64 core EPYC Rome （Zen2）Architecture Overview？

PeterScott · Nov 6, 2018

Atari2600 said:
That is not an explanation of the mechanics of why the latency will be worse beyond a high level assumption that going through an IO Controller will be markedly worse.

I have pointed out (with measured numbers) that your high level assumption does not hold up.

No you just countered with your own assumptions.

Bottom line.
A: Integrated memory Controller.
B: Off chip Memory controller (AKA Northrbridge) with cache to compensate.

You think B is Faster, I think A is faster. I am not going to waste my time arguing about it. But really I don't think everyone would have moved to IMC if it was slower.

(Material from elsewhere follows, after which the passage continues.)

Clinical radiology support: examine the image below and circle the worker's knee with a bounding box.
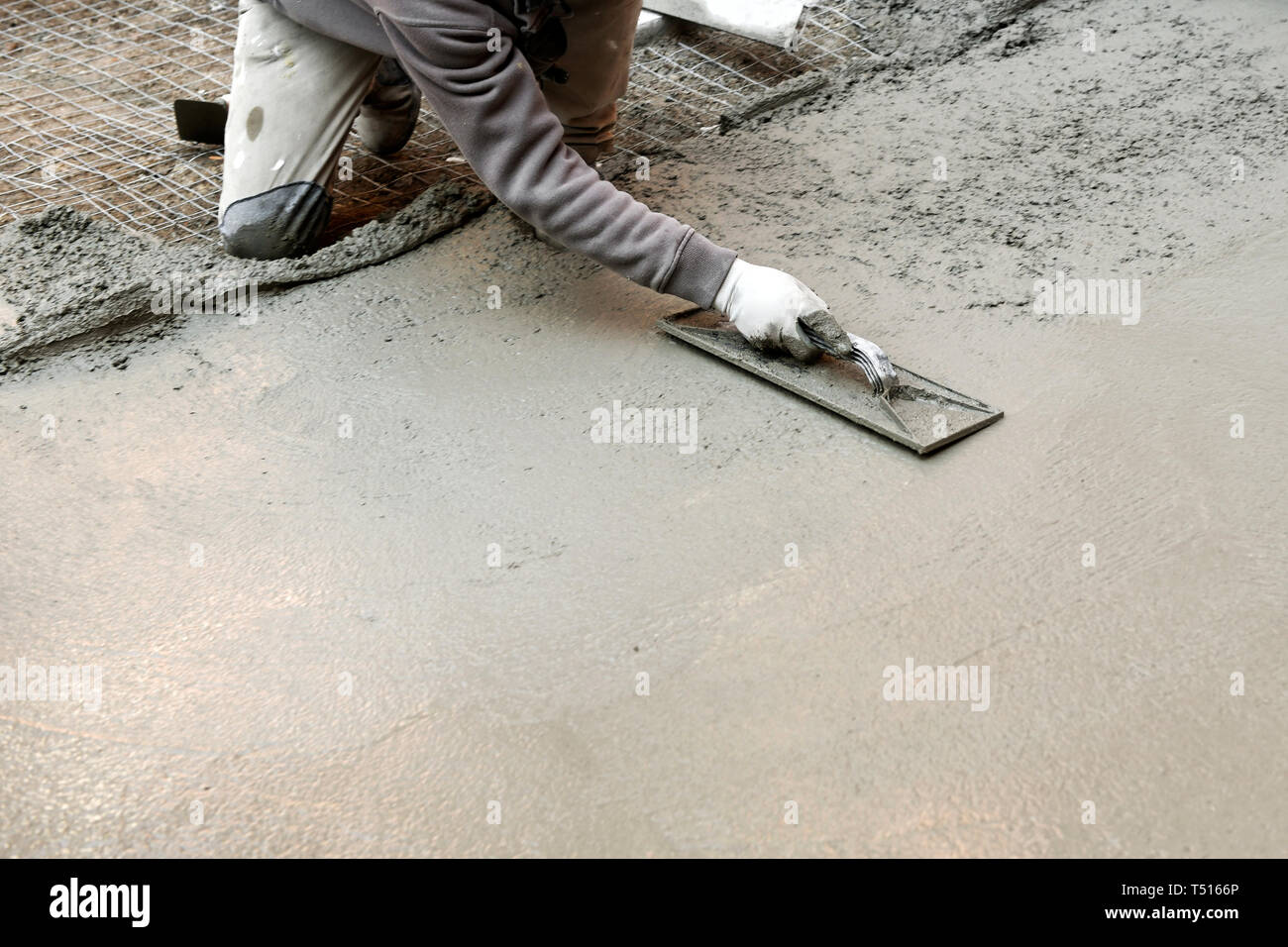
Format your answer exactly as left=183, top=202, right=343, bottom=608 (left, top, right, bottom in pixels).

As for why AMD won't design a desktop die, simples, cost. Any marginal (and they are very marginal) gains AMD would make in cutting DDR latency by a few percent for Ryzen7 would be lost in the mask cost and in requiring dedicated wafers for desktop rather than flexibility in wafer starts.

A redesign for Ryzen7 also means a redesign for Ryzen3. Which means 3 masks, not 1. Keeping the same 8 core unit allows the same 7nm mask to be reused and the I/O Controller switched out.

The market does not revolve around desktop, regardless of how much some folks on here get tunnel vision and think it does.

AMD is not that cash strapped that they can't afford to build a desktop die. They are stealing significant desktop market share back from intel and hope to get more for this new generation.

We are talking about 1 die. Intel uses at least 4 dies on desktop (2 core, 4, core, 6 core, and now 8 core). Resurgent AMD can't even afford one?

AMD could also just do an 8 core APU this generation to cover the market, so all the mainstream AM4 desktop/laptop parts could cover the market with selective component disabling on just one die.

Lets stick a pin in this one and see who's correct later. I think chiplets for TR/Epyc and monolithic for Mainstream (AM4). Time will tell who got that right.

Glo. · Nov 6, 2018

itsmydamnation said:
see what i want is 4x128 load and 2x128 store a cycle
what i think it will be is 2x256 and 1x256 store a cycle

What Ian wrote in the live steam could be interpreted both ways (to me anyway).

Are you sure it is not 4x256 Bit load, and 2x256 Bit store?

Tuna-Fish · Nov 6, 2018

Glo. said:
Are you sure it is not 4x256 Bit load, and 2x256 Bit store?

That would be 4x bandwidth, and they only marketed 2x.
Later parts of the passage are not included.